Ogg Vorbis is a lossy audio compression standard similar to MP3, WMA, AAC, etc. The difference with these existing standards is that they are free and open standards. The Basic Reference Library is provided in a format that conforms to the BSD license and you can freely incorporate it into your own software or modify it. Also, there is no obligation to pay the fee at that time. One of the main features of Ogg Vorbis is that it has fewer rights restrictions than other codecs and formats. Q. What does the name mean? Ogg is a container for various data. Vorbis refers to a lossy compressed audio format. These are proper names, not abbreviations of significant words. In addition to Vorbis, Ogg can include Theora (Ogg Theora) and Ogg FLAC (FLAC). Q. What about the sound quality of Ogg Vorbis? Sound quality is not bad. However, everyone’s ears are different, so try it out for yourself. In general, many people feel that they have an advantage over other formats at low bit rates (64 kbps to 128 kbps). It also makes a big difference depending on the encoder (compression program). If possible, try different encoders. Q. The bit rate (capacity per second) is not constant.
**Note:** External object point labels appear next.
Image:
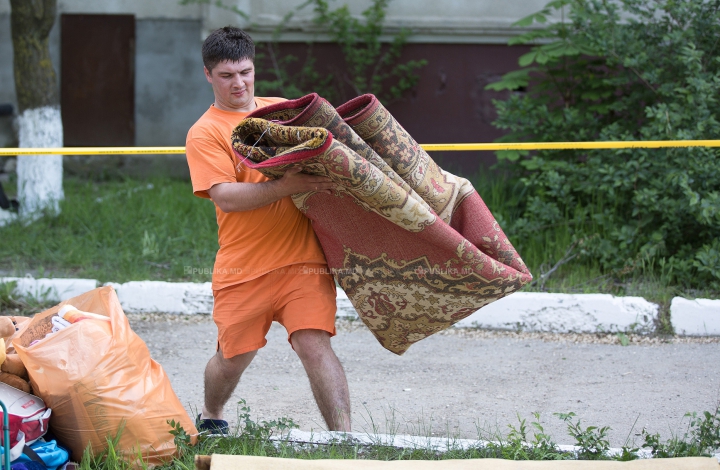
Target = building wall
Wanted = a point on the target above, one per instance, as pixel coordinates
(463, 41)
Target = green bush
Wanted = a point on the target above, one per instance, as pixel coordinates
(621, 70)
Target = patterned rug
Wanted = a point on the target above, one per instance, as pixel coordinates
(414, 247)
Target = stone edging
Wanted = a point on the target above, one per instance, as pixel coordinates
(526, 311)
(401, 441)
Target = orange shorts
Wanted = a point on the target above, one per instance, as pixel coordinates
(299, 297)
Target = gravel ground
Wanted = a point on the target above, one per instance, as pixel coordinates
(462, 381)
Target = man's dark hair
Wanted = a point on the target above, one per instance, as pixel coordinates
(228, 43)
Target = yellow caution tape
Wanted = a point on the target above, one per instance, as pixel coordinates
(91, 151)
(429, 147)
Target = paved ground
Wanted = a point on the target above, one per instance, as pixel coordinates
(457, 383)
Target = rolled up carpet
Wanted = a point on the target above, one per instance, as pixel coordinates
(407, 272)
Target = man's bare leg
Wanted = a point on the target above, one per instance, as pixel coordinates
(221, 377)
(327, 377)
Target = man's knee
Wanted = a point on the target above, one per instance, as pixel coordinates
(309, 344)
(233, 365)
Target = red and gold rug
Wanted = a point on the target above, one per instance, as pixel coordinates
(414, 247)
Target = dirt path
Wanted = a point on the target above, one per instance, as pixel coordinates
(451, 384)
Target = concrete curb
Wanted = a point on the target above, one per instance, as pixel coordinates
(523, 311)
(402, 441)
(699, 317)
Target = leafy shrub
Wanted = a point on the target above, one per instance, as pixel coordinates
(621, 70)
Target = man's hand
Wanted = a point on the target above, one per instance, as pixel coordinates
(238, 197)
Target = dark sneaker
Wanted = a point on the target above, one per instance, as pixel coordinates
(212, 427)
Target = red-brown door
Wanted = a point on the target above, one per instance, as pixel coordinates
(97, 96)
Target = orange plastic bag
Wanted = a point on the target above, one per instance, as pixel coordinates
(98, 377)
Ogg Vorbis is based on quality-based VBR (variable bit rate). Therefore, the bit rate is not constant. If you need a constant bit rate, use the bit rate management mode. However, even in this case, frame-based constant bit rate (CBR) encoding, such as MP3, is not possible (like many other formats).
Also, the stronger the bit rate limit, the more disadvantageous it will be in terms of normal sound quality. Also, the encoding speed will be slower. It is better to use the underlying Vorbis quality mode (VBR).
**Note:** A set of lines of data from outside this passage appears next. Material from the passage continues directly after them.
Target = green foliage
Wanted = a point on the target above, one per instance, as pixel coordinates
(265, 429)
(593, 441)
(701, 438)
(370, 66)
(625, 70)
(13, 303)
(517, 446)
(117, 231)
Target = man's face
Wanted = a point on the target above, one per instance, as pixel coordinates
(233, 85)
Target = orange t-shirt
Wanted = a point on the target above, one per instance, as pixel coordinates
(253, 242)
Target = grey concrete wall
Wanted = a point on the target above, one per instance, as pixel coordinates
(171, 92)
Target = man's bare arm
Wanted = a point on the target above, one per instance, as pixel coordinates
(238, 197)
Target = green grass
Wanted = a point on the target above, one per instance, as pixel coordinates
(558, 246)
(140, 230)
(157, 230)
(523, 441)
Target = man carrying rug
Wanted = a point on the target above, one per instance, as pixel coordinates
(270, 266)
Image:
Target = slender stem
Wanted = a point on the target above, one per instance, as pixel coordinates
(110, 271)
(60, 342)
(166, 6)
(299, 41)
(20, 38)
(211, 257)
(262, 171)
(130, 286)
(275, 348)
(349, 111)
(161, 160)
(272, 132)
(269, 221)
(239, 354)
Q. What is lossy audio compression after all?
The word irreversible means non-reversible (denial of reversibility). Simply put, it is irreversible audio compression. And the fact that it doesn’t fully return means that the sound quality may not be exactly the same as the original. However, it is possible to reduce the data by minimizing hearing damage. This is because the human ear is sensitive in parts, but very insensitive. Modern format encoders like Vorbis try to compress while preserving subjective sound quality as much as possible by exploiting the auditory characteristics of those people.
By the way, there is a lossless compression that does not deteriorate the quality at all, but in general, a large compression ratio cannot be expected. FLAC and Monkey’s Audio are relatively popular as lossless audio compression standards, but the compression ratio is in the range of 30% to 70% of the original.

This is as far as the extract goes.